2013:The Yad Vashem Holocaust Memorial announced that it has recognized Egyptian Dr. Mohamed Helmy as Righteous Among the Nations, a title reserved for gentiles who risked themselves to save Jewish lives during the Holocaust.Dr. Mohamed Helmy and Frieda Szturmann, a German woman, were honored for hiding several Berlin Jews from the Nazis who otherwise would have been deported to death camps. Helmy is the first Egyptian to receive this honor, Yad Vashem announced.Helmy, who was born in Khartoum, Sudan in 1901 to Egyptian parents, came to Berlin to study medicine in 1922 and worked at the Robert Koch Institute until he was fired, due to his non- Aryan ethnicity, in 1937.According to Yad Vashem, Helmy spoke out against Nazi policies despite the extreme risk, and when 21-year-old Anna Boros, a family friend, was in danger of deportation, he successfully hid her and, later on, her family from Nazi authorities. Boros later recalled that Helmy had hid her “in his cabin in Berlin-Buch from March 10 until the end of the war. As of 1942, I no longer had any contact with the outside world. The Gestapo knew that Dr. Helmy was our family physician, and they knew that he owned a cabin in Berlin-Buch.”“He managed to evade all their interrogations. In such cases he would bring me to friends where I would stay for several days, introducing me as his cousin from Dresden.When the danger would pass, I would return to his cabin,” she said. “Dr. Helmy did everything for me out of the generosity of his heart and I will be grateful to him for eternity.”Yad Vashem is looking for Helmy’s family; he died in 1982 in Berlin.Danny Rainer of the International Raoul Wallenberg Foundation praised the decision to acknowledge Helmy’s actions. (As reported by Sam Sokol)

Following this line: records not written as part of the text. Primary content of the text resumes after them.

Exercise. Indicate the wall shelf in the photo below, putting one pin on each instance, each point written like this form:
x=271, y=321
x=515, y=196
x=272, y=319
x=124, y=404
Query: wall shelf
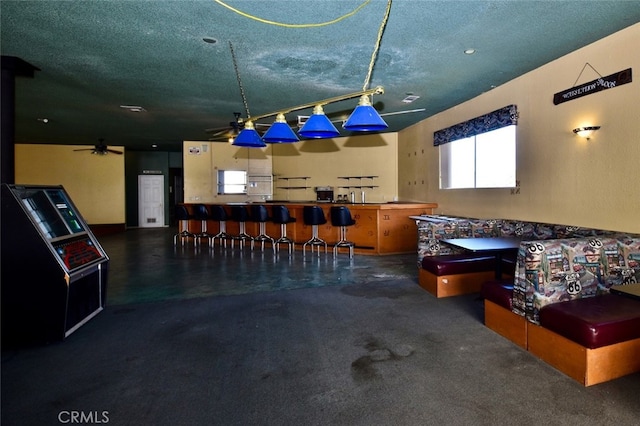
x=359, y=178
x=287, y=178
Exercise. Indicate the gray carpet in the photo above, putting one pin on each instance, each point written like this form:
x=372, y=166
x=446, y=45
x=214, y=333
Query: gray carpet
x=375, y=353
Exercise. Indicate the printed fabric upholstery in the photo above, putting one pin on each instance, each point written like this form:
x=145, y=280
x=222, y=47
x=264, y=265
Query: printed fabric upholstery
x=555, y=271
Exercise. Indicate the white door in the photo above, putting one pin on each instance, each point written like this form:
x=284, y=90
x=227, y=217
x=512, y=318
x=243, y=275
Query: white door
x=150, y=201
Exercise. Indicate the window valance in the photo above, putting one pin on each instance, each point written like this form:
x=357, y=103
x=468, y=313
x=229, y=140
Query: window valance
x=502, y=117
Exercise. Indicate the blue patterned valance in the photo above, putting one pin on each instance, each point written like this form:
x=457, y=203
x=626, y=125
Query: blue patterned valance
x=502, y=117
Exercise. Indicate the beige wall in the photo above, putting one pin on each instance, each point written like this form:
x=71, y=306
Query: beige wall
x=202, y=160
x=95, y=183
x=322, y=161
x=325, y=160
x=563, y=178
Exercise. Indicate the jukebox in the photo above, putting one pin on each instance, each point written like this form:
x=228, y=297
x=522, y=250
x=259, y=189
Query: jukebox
x=54, y=271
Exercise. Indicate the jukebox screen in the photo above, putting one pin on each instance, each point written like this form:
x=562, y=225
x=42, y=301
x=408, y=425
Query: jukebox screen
x=77, y=253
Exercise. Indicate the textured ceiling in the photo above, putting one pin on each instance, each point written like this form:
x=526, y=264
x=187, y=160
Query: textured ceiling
x=95, y=56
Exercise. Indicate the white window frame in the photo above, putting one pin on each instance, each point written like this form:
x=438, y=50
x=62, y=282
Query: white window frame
x=232, y=182
x=486, y=160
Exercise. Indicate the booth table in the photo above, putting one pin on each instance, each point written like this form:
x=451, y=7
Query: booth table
x=380, y=228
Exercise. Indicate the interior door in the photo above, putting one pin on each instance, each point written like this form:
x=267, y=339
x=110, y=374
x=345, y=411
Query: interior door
x=150, y=201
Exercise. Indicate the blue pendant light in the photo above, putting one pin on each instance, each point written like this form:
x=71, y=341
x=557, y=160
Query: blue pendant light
x=318, y=126
x=280, y=132
x=249, y=138
x=365, y=118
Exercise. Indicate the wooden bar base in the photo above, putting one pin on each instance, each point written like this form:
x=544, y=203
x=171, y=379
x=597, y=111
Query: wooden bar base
x=453, y=285
x=506, y=323
x=587, y=366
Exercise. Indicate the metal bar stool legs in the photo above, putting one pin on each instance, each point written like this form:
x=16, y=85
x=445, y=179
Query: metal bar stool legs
x=183, y=217
x=314, y=216
x=219, y=214
x=201, y=212
x=341, y=216
x=280, y=214
x=240, y=215
x=260, y=214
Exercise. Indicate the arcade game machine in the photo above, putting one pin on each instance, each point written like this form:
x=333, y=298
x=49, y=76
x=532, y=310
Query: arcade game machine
x=54, y=271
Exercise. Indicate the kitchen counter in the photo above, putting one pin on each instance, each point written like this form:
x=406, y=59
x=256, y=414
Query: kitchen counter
x=380, y=228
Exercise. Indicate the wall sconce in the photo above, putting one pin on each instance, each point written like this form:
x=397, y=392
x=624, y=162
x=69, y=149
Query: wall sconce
x=585, y=132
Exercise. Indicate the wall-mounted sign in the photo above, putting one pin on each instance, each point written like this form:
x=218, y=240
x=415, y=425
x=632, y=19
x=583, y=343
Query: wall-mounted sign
x=598, y=85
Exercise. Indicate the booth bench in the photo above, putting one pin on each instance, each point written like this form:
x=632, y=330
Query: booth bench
x=560, y=309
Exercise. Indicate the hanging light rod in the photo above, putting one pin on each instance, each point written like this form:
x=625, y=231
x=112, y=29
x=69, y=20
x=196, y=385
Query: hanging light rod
x=378, y=90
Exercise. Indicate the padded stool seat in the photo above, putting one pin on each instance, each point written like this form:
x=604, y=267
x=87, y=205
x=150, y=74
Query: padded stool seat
x=314, y=216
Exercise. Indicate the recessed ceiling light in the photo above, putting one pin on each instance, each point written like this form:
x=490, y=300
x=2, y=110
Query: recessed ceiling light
x=133, y=108
x=410, y=98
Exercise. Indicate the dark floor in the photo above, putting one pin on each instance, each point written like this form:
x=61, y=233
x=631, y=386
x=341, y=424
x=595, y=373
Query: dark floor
x=300, y=340
x=145, y=266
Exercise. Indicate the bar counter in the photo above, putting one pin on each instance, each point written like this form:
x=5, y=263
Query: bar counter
x=380, y=228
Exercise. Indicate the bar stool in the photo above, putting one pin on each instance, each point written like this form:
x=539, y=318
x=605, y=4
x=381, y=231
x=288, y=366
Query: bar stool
x=260, y=214
x=183, y=216
x=219, y=214
x=201, y=213
x=240, y=214
x=314, y=216
x=341, y=216
x=280, y=214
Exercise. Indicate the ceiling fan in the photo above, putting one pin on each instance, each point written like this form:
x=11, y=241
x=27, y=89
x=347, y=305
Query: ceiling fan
x=100, y=149
x=224, y=134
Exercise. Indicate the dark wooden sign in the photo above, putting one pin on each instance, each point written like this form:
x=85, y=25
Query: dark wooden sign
x=597, y=85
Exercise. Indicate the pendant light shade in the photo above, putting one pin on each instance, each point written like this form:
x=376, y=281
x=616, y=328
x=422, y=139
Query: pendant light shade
x=280, y=132
x=318, y=126
x=365, y=118
x=249, y=138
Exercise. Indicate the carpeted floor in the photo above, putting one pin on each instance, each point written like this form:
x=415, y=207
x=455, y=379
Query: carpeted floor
x=368, y=350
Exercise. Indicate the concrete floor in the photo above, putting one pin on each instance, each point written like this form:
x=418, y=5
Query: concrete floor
x=145, y=266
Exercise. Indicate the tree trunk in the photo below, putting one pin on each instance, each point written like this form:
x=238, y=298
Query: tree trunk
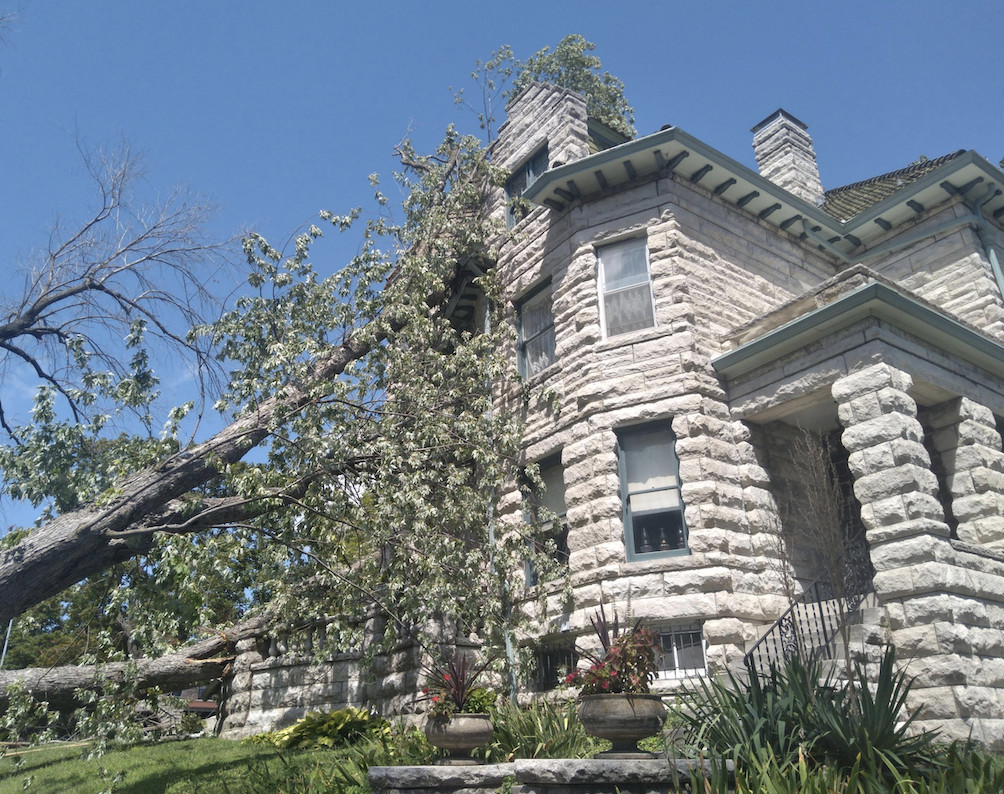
x=190, y=667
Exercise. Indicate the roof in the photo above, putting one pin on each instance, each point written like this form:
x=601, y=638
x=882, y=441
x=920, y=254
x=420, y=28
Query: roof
x=846, y=202
x=874, y=298
x=886, y=204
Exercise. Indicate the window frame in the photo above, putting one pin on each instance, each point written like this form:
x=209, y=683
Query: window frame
x=559, y=525
x=673, y=631
x=601, y=284
x=625, y=493
x=562, y=654
x=526, y=173
x=521, y=339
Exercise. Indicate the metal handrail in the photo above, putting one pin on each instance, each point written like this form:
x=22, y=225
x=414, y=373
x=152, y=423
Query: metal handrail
x=808, y=626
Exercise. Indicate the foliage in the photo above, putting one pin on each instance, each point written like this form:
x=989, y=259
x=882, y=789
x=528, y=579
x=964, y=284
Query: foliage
x=341, y=771
x=541, y=729
x=626, y=664
x=183, y=767
x=451, y=686
x=571, y=66
x=23, y=710
x=316, y=729
x=796, y=714
x=964, y=771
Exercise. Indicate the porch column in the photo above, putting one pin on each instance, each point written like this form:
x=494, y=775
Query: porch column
x=966, y=437
x=892, y=469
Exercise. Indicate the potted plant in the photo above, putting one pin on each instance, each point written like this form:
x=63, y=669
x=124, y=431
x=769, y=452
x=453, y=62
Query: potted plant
x=614, y=700
x=458, y=719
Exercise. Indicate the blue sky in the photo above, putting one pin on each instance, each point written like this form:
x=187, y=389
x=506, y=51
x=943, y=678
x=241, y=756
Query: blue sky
x=276, y=110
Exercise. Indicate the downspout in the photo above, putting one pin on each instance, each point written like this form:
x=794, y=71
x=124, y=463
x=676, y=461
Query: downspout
x=510, y=649
x=983, y=232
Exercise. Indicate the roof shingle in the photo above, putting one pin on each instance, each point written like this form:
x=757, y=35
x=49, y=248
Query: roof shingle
x=850, y=200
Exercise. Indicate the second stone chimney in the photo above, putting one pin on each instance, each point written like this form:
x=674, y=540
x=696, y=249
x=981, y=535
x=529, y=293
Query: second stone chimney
x=785, y=156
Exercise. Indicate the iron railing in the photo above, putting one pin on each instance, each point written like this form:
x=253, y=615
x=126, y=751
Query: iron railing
x=809, y=627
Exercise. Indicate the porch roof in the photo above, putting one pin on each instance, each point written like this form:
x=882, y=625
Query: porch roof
x=873, y=298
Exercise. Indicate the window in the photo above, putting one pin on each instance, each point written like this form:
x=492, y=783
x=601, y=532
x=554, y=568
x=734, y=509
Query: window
x=625, y=287
x=535, y=343
x=681, y=651
x=550, y=502
x=650, y=488
x=554, y=663
x=523, y=177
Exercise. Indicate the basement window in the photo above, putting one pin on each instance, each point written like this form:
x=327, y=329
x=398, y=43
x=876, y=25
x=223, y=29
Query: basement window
x=626, y=302
x=681, y=651
x=523, y=176
x=553, y=664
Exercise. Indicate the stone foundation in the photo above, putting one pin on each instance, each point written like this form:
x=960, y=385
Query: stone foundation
x=551, y=776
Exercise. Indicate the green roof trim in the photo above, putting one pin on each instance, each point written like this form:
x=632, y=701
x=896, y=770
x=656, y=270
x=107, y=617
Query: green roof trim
x=881, y=197
x=870, y=300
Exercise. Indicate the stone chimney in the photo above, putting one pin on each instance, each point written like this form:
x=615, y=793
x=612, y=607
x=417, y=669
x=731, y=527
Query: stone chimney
x=785, y=156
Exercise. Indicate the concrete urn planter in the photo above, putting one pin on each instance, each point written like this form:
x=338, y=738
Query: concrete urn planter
x=623, y=719
x=459, y=734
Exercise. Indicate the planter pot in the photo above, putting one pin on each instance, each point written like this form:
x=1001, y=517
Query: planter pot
x=459, y=734
x=622, y=719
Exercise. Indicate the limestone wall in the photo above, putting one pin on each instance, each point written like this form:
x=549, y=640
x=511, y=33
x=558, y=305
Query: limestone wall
x=713, y=268
x=277, y=679
x=951, y=270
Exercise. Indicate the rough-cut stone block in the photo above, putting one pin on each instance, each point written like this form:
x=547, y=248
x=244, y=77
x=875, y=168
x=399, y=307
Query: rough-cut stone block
x=939, y=704
x=871, y=378
x=906, y=529
x=901, y=480
x=884, y=429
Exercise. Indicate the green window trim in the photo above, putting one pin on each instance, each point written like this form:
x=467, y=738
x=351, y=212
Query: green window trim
x=535, y=345
x=626, y=297
x=653, y=515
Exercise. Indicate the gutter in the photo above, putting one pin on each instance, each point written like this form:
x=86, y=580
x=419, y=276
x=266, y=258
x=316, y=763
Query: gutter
x=974, y=220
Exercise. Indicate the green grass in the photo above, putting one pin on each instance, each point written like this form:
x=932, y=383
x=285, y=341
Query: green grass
x=184, y=766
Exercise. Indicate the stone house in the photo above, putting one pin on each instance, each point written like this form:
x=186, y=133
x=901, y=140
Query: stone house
x=684, y=325
x=683, y=320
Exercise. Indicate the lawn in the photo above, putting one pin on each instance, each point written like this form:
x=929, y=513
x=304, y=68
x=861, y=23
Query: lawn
x=181, y=767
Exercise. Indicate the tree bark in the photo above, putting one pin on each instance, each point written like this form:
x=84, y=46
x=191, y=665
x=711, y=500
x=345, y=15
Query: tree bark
x=190, y=667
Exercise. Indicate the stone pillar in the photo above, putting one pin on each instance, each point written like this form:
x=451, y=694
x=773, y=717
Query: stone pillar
x=892, y=469
x=966, y=437
x=944, y=607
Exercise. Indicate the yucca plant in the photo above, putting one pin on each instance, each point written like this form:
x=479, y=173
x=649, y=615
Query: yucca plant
x=541, y=729
x=796, y=714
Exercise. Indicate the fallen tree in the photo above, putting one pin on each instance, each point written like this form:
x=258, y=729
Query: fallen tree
x=190, y=667
x=447, y=227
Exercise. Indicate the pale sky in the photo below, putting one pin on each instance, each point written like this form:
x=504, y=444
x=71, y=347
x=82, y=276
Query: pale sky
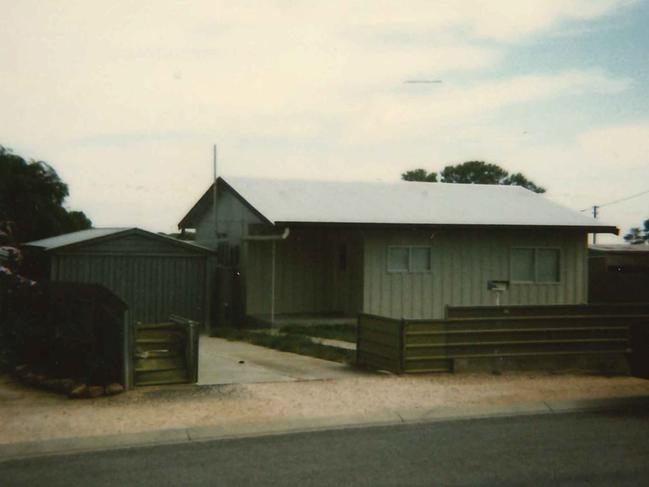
x=125, y=98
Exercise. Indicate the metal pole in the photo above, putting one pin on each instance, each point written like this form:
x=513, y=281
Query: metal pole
x=272, y=285
x=216, y=232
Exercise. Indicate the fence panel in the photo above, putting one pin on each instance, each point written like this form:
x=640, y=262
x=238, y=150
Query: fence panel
x=166, y=353
x=379, y=343
x=548, y=337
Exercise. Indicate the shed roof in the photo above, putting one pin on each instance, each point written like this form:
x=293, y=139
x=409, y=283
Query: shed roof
x=401, y=203
x=93, y=234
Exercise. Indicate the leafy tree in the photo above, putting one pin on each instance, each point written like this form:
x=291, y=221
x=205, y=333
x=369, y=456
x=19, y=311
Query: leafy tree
x=473, y=172
x=419, y=175
x=31, y=200
x=638, y=235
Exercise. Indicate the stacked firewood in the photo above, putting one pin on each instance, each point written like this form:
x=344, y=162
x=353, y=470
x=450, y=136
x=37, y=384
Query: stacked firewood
x=74, y=389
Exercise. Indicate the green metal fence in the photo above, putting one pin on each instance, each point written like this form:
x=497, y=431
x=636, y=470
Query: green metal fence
x=468, y=336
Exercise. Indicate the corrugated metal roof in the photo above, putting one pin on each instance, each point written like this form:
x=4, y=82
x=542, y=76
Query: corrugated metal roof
x=94, y=233
x=75, y=237
x=292, y=201
x=620, y=248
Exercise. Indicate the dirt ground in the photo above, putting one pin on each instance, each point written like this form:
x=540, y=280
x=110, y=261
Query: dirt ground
x=27, y=414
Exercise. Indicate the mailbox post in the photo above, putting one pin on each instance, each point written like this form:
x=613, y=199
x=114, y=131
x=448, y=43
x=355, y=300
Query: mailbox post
x=498, y=287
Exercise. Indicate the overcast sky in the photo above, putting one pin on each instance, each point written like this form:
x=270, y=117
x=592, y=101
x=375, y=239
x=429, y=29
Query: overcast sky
x=125, y=98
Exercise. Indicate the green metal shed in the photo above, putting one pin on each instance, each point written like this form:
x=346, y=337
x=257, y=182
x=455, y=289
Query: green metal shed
x=155, y=275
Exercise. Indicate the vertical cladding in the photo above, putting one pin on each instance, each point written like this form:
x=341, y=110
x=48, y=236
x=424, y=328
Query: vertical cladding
x=463, y=262
x=153, y=286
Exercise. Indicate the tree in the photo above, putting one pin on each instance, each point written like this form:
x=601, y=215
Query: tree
x=473, y=172
x=419, y=175
x=31, y=200
x=637, y=235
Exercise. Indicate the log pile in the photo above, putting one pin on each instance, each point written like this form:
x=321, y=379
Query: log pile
x=72, y=388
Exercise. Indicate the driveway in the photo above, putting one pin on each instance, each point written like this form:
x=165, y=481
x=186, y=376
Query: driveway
x=224, y=362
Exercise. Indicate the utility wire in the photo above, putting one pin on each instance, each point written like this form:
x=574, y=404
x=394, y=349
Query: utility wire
x=618, y=201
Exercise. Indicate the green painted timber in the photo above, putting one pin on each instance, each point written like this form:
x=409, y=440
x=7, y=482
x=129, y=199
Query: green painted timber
x=165, y=353
x=415, y=346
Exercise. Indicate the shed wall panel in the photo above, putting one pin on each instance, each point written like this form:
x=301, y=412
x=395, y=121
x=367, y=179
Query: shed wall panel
x=152, y=286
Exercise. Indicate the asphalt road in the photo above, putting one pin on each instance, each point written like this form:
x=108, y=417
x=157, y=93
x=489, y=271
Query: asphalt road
x=570, y=449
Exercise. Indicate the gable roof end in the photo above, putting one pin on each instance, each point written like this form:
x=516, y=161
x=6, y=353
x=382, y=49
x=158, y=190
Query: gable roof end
x=398, y=203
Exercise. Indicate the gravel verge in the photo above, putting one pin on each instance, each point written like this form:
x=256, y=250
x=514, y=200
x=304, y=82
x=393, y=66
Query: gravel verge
x=33, y=415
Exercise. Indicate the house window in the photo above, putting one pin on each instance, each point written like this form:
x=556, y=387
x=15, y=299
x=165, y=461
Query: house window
x=405, y=258
x=535, y=265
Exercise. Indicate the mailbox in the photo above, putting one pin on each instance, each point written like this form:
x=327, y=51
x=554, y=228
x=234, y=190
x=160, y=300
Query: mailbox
x=498, y=286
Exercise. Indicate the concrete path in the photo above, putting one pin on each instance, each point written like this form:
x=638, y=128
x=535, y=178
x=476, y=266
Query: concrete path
x=229, y=362
x=15, y=451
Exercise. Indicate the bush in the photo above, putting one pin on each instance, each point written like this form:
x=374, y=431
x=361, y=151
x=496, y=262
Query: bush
x=66, y=330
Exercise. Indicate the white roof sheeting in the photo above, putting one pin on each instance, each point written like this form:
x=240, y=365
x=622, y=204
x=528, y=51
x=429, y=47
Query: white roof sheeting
x=404, y=202
x=620, y=248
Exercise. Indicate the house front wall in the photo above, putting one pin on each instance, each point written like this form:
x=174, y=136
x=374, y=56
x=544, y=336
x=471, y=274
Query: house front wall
x=462, y=262
x=316, y=271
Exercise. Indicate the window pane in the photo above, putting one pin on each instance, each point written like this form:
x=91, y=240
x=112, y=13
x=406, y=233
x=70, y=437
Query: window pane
x=523, y=265
x=547, y=265
x=420, y=259
x=398, y=259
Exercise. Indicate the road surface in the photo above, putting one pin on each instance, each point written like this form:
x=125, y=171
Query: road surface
x=569, y=449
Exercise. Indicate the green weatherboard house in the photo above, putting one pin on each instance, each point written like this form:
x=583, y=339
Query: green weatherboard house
x=291, y=248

2014: TCM is scheduled to show “The Young Lions,” “The Way We Were” and “Hearts of the West” as part of its series “The Jewish Experience on Film.”

2014: “Sara Levy's World: Music, Gender, and Judaism in Enlightenment” is scheduled to come to an end at Rutgers University.

2014: “George Prochnik, author of a brilliant new study of Stefan Zweig” is scheduled to present “Stefan Zweig: The Impossible Exile” at the Center for Jewish History.

 

2014: Knopf is scheduled to release “Martin Amis’s latest novel, The Zone of Interest, a satire set in a concentration camp during the Second World War.”